# Try to guess the message of the video (safe for work)



## Elf-cat (May 15, 2016)

Try to guess the simple message of the video


----------



## Wither (May 15, 2016)

Probably shouldn't have made a poll that essentially gives you only one option. Kind of defeats the purpose of it, no?

The whole thing seems to show how the kid's life will turn out. If you knew what your kid would become, would you still raise it? Even if they're destined to be Hitler 2.0?
The video was neat, but I didn't find it impressing me with what it had to say.


----------



## Elf-cat (May 15, 2016)

Wither said:


> Probably shouldn't have made a poll that essentially gives you only one option. Kind of defeats the purpose of it, no?
> 
> The whole thing seems to show how the kid's life will turn out. If you knew what your kid would become, would you still raise it? Even if they're destined to be Hitler 2.0?
> The video was neat, but I didn't find it impressing me with what it had to say.
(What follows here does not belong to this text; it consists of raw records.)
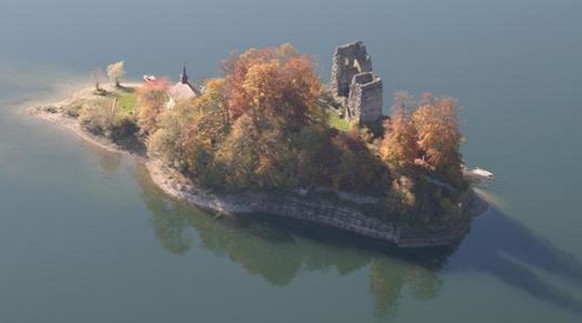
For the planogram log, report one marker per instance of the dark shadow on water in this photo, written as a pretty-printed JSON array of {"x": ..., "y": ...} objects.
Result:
[
  {"x": 505, "y": 248},
  {"x": 278, "y": 250}
]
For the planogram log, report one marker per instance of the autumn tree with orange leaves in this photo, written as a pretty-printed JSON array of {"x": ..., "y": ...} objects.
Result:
[
  {"x": 275, "y": 83},
  {"x": 399, "y": 148},
  {"x": 439, "y": 138},
  {"x": 152, "y": 99}
]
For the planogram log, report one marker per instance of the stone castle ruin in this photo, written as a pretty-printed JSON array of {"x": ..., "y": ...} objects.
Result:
[{"x": 354, "y": 83}]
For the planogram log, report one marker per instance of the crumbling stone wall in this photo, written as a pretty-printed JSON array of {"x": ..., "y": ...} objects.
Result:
[
  {"x": 354, "y": 84},
  {"x": 348, "y": 60},
  {"x": 365, "y": 98}
]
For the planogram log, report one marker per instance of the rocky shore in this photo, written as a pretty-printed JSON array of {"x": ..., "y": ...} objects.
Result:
[{"x": 343, "y": 211}]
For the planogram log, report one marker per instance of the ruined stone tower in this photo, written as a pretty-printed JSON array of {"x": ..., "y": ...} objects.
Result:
[
  {"x": 354, "y": 84},
  {"x": 365, "y": 97}
]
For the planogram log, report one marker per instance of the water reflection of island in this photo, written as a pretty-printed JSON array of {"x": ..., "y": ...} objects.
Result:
[{"x": 277, "y": 250}]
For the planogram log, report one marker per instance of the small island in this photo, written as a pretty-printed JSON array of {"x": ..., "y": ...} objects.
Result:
[{"x": 269, "y": 137}]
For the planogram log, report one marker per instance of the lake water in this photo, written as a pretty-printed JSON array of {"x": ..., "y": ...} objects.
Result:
[{"x": 86, "y": 237}]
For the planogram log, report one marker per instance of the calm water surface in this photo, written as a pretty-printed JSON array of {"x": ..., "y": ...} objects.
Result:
[{"x": 86, "y": 237}]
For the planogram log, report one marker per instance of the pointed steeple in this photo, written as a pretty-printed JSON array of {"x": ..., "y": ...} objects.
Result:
[{"x": 184, "y": 76}]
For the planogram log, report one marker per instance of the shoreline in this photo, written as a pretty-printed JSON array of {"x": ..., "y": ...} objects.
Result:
[{"x": 342, "y": 213}]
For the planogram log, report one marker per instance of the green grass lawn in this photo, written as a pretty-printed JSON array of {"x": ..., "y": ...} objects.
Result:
[
  {"x": 334, "y": 121},
  {"x": 126, "y": 102}
]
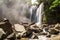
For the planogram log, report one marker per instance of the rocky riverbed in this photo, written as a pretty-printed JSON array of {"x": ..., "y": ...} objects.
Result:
[{"x": 30, "y": 31}]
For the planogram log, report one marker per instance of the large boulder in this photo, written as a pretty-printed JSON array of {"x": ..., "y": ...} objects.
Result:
[{"x": 7, "y": 27}]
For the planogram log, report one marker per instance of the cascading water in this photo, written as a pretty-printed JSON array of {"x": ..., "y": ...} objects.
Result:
[
  {"x": 33, "y": 9},
  {"x": 39, "y": 14}
]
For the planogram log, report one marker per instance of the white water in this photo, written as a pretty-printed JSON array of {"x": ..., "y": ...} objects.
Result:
[
  {"x": 33, "y": 9},
  {"x": 39, "y": 14}
]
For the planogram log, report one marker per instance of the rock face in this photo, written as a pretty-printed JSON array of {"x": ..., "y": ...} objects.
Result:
[
  {"x": 7, "y": 27},
  {"x": 53, "y": 31}
]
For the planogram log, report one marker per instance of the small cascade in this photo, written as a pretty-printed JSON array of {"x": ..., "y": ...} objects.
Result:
[{"x": 39, "y": 13}]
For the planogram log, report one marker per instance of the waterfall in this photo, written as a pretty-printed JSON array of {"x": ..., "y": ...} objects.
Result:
[
  {"x": 39, "y": 13},
  {"x": 33, "y": 9}
]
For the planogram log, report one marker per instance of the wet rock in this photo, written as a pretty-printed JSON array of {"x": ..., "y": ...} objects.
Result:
[
  {"x": 7, "y": 27},
  {"x": 57, "y": 26},
  {"x": 51, "y": 26},
  {"x": 55, "y": 38},
  {"x": 1, "y": 32},
  {"x": 42, "y": 33},
  {"x": 53, "y": 31},
  {"x": 45, "y": 25},
  {"x": 48, "y": 35}
]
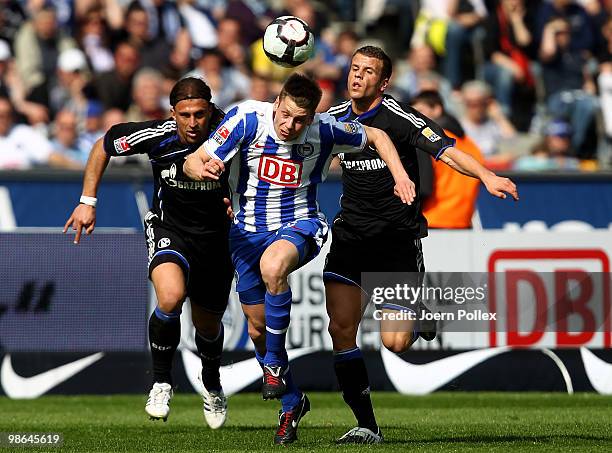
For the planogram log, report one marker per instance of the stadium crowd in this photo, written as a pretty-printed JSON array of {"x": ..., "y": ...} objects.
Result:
[{"x": 529, "y": 80}]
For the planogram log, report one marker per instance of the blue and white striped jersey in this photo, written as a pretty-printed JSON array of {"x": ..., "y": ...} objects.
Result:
[{"x": 273, "y": 181}]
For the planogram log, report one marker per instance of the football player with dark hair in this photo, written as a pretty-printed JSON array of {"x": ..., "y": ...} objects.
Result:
[{"x": 186, "y": 232}]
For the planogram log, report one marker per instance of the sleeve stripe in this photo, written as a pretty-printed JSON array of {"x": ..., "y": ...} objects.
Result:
[
  {"x": 338, "y": 108},
  {"x": 150, "y": 132},
  {"x": 418, "y": 122}
]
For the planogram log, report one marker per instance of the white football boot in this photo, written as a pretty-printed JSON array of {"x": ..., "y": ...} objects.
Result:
[
  {"x": 359, "y": 435},
  {"x": 214, "y": 405},
  {"x": 158, "y": 404}
]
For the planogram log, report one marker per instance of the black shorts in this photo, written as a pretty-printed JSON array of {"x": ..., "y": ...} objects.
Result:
[
  {"x": 349, "y": 257},
  {"x": 205, "y": 261}
]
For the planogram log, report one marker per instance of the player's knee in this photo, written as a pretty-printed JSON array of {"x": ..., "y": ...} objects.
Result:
[
  {"x": 273, "y": 275},
  {"x": 341, "y": 333},
  {"x": 170, "y": 299}
]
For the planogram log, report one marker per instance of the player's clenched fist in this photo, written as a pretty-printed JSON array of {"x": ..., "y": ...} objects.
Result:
[
  {"x": 499, "y": 187},
  {"x": 194, "y": 167},
  {"x": 405, "y": 189}
]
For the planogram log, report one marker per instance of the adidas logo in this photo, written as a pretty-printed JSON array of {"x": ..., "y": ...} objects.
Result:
[{"x": 160, "y": 348}]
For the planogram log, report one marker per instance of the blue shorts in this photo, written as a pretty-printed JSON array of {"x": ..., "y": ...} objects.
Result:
[{"x": 246, "y": 249}]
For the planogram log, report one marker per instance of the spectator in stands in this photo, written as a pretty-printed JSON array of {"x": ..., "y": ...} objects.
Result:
[
  {"x": 147, "y": 94},
  {"x": 345, "y": 45},
  {"x": 570, "y": 90},
  {"x": 553, "y": 153},
  {"x": 605, "y": 85},
  {"x": 111, "y": 117},
  {"x": 114, "y": 88},
  {"x": 93, "y": 125},
  {"x": 5, "y": 64},
  {"x": 508, "y": 45},
  {"x": 229, "y": 44},
  {"x": 37, "y": 47},
  {"x": 450, "y": 200},
  {"x": 421, "y": 63},
  {"x": 253, "y": 16},
  {"x": 226, "y": 83},
  {"x": 67, "y": 90},
  {"x": 164, "y": 20},
  {"x": 21, "y": 146},
  {"x": 93, "y": 36},
  {"x": 155, "y": 51},
  {"x": 65, "y": 140},
  {"x": 12, "y": 16},
  {"x": 465, "y": 18},
  {"x": 11, "y": 86},
  {"x": 199, "y": 24},
  {"x": 484, "y": 120},
  {"x": 581, "y": 27}
]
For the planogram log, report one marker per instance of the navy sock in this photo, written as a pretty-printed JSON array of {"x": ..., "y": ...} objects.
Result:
[
  {"x": 164, "y": 338},
  {"x": 293, "y": 395},
  {"x": 278, "y": 315},
  {"x": 210, "y": 350},
  {"x": 353, "y": 381}
]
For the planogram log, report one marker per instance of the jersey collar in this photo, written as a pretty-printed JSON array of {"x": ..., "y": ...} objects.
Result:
[{"x": 364, "y": 116}]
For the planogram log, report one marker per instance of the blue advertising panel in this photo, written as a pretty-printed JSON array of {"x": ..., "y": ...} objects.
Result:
[{"x": 57, "y": 296}]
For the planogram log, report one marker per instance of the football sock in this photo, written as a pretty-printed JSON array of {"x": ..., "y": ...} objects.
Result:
[
  {"x": 259, "y": 356},
  {"x": 278, "y": 315},
  {"x": 293, "y": 395},
  {"x": 353, "y": 381},
  {"x": 210, "y": 350},
  {"x": 164, "y": 338}
]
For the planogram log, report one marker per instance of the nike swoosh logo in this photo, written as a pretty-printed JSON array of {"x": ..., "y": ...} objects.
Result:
[
  {"x": 411, "y": 379},
  {"x": 598, "y": 371},
  {"x": 16, "y": 386},
  {"x": 236, "y": 376}
]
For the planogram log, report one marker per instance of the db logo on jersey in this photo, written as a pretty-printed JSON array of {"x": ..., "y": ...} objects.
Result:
[
  {"x": 279, "y": 171},
  {"x": 431, "y": 135},
  {"x": 121, "y": 145}
]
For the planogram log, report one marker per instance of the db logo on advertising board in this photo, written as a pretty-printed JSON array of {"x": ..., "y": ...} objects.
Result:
[
  {"x": 550, "y": 298},
  {"x": 282, "y": 172}
]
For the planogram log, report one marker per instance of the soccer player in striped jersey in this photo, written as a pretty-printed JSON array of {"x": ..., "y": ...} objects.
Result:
[
  {"x": 280, "y": 152},
  {"x": 186, "y": 235},
  {"x": 374, "y": 233}
]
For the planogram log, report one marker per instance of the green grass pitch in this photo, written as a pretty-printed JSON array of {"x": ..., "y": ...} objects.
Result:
[{"x": 440, "y": 422}]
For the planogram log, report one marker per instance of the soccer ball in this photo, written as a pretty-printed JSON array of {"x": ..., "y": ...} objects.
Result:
[{"x": 288, "y": 41}]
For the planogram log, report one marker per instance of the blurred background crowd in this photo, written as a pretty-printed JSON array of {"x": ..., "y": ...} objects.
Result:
[{"x": 529, "y": 81}]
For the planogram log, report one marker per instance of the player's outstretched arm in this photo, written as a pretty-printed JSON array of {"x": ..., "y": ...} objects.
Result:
[
  {"x": 404, "y": 186},
  {"x": 84, "y": 215},
  {"x": 466, "y": 164},
  {"x": 199, "y": 166}
]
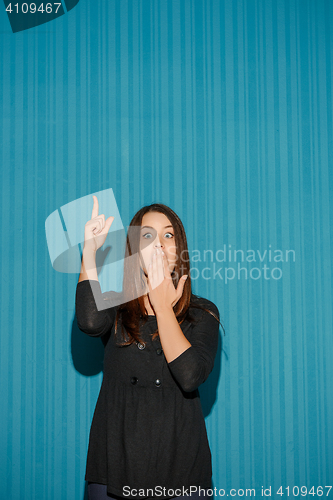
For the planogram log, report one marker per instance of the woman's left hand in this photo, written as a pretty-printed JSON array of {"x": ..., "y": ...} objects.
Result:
[{"x": 162, "y": 293}]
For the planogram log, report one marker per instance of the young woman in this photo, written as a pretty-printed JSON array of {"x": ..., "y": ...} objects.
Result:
[{"x": 148, "y": 437}]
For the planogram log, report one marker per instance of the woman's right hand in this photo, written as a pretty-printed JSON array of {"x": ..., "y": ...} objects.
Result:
[{"x": 96, "y": 229}]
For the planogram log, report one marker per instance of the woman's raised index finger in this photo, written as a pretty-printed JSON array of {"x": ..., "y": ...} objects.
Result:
[{"x": 95, "y": 207}]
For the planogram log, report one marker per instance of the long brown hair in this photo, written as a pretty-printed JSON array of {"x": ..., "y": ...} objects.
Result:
[{"x": 133, "y": 310}]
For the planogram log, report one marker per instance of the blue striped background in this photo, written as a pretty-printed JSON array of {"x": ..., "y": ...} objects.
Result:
[{"x": 223, "y": 111}]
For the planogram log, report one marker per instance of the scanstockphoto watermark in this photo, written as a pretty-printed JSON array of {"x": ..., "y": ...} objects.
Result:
[
  {"x": 162, "y": 491},
  {"x": 239, "y": 264}
]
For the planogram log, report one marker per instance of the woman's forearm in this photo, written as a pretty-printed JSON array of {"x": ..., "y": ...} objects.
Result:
[
  {"x": 88, "y": 266},
  {"x": 173, "y": 341}
]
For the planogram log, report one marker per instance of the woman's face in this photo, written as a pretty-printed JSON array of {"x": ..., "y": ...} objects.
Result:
[{"x": 157, "y": 231}]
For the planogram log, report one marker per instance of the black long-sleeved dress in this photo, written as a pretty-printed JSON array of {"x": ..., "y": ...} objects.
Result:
[{"x": 148, "y": 429}]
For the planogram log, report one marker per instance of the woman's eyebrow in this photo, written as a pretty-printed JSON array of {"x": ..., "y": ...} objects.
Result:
[{"x": 149, "y": 227}]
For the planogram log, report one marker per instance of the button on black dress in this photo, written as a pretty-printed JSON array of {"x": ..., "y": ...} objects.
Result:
[{"x": 148, "y": 429}]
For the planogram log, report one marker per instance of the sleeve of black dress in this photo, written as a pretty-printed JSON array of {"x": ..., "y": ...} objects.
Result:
[
  {"x": 192, "y": 367},
  {"x": 93, "y": 320}
]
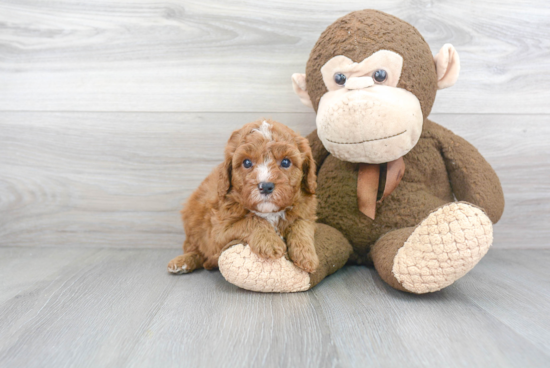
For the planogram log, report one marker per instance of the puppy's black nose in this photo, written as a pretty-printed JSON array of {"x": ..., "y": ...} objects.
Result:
[{"x": 266, "y": 188}]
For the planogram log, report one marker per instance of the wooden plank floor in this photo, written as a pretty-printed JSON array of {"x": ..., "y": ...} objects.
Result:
[{"x": 92, "y": 307}]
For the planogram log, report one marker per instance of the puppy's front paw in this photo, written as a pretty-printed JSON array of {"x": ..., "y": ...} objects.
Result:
[
  {"x": 304, "y": 258},
  {"x": 268, "y": 247}
]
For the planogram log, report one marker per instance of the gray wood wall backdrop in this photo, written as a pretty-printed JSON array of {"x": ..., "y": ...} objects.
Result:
[{"x": 112, "y": 112}]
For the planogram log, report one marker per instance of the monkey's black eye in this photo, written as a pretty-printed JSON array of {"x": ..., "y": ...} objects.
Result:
[
  {"x": 286, "y": 163},
  {"x": 380, "y": 75},
  {"x": 340, "y": 79}
]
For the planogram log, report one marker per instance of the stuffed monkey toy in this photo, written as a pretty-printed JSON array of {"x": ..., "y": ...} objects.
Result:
[{"x": 395, "y": 189}]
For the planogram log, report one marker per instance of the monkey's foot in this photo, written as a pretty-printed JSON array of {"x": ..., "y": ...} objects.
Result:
[
  {"x": 243, "y": 268},
  {"x": 443, "y": 248}
]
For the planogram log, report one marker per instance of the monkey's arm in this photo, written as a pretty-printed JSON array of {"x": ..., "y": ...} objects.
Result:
[
  {"x": 472, "y": 178},
  {"x": 317, "y": 149}
]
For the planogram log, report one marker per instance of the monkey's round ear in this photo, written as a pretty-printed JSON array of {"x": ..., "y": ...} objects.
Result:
[
  {"x": 447, "y": 65},
  {"x": 299, "y": 86}
]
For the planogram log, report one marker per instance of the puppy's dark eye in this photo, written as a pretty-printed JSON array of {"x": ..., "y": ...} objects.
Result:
[
  {"x": 380, "y": 75},
  {"x": 340, "y": 79}
]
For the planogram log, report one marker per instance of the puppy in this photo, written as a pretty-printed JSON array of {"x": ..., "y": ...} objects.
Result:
[{"x": 263, "y": 194}]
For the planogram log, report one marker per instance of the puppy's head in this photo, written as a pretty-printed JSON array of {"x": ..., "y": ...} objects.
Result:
[{"x": 267, "y": 166}]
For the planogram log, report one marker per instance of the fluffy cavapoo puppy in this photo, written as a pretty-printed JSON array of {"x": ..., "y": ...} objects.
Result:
[{"x": 263, "y": 194}]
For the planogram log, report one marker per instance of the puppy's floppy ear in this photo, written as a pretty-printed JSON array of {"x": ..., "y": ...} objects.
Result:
[
  {"x": 225, "y": 169},
  {"x": 309, "y": 180}
]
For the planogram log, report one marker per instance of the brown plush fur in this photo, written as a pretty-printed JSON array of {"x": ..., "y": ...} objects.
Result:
[
  {"x": 440, "y": 169},
  {"x": 228, "y": 207},
  {"x": 358, "y": 35}
]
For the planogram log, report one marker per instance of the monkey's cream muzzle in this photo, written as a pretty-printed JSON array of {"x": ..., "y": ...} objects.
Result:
[
  {"x": 369, "y": 123},
  {"x": 359, "y": 82}
]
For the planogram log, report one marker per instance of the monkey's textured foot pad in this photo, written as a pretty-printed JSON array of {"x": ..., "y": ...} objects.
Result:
[
  {"x": 443, "y": 248},
  {"x": 243, "y": 268}
]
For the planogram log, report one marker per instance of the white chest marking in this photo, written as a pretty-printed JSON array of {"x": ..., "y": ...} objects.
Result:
[{"x": 272, "y": 217}]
Sometimes simulations are not 100% accurate. Also what if the simulation was fake to test if the parent was worthy of having a child.


----------



## Wither (May 15, 2016)

Elf-cat said:


> Sometimes simulations are not 100% accurate. Also what if the simulation was fake to test if the parent was worthy of having a child.


Sure. It could also mean the girl will actually have plant growing powers. That'd be the best outcome.


----------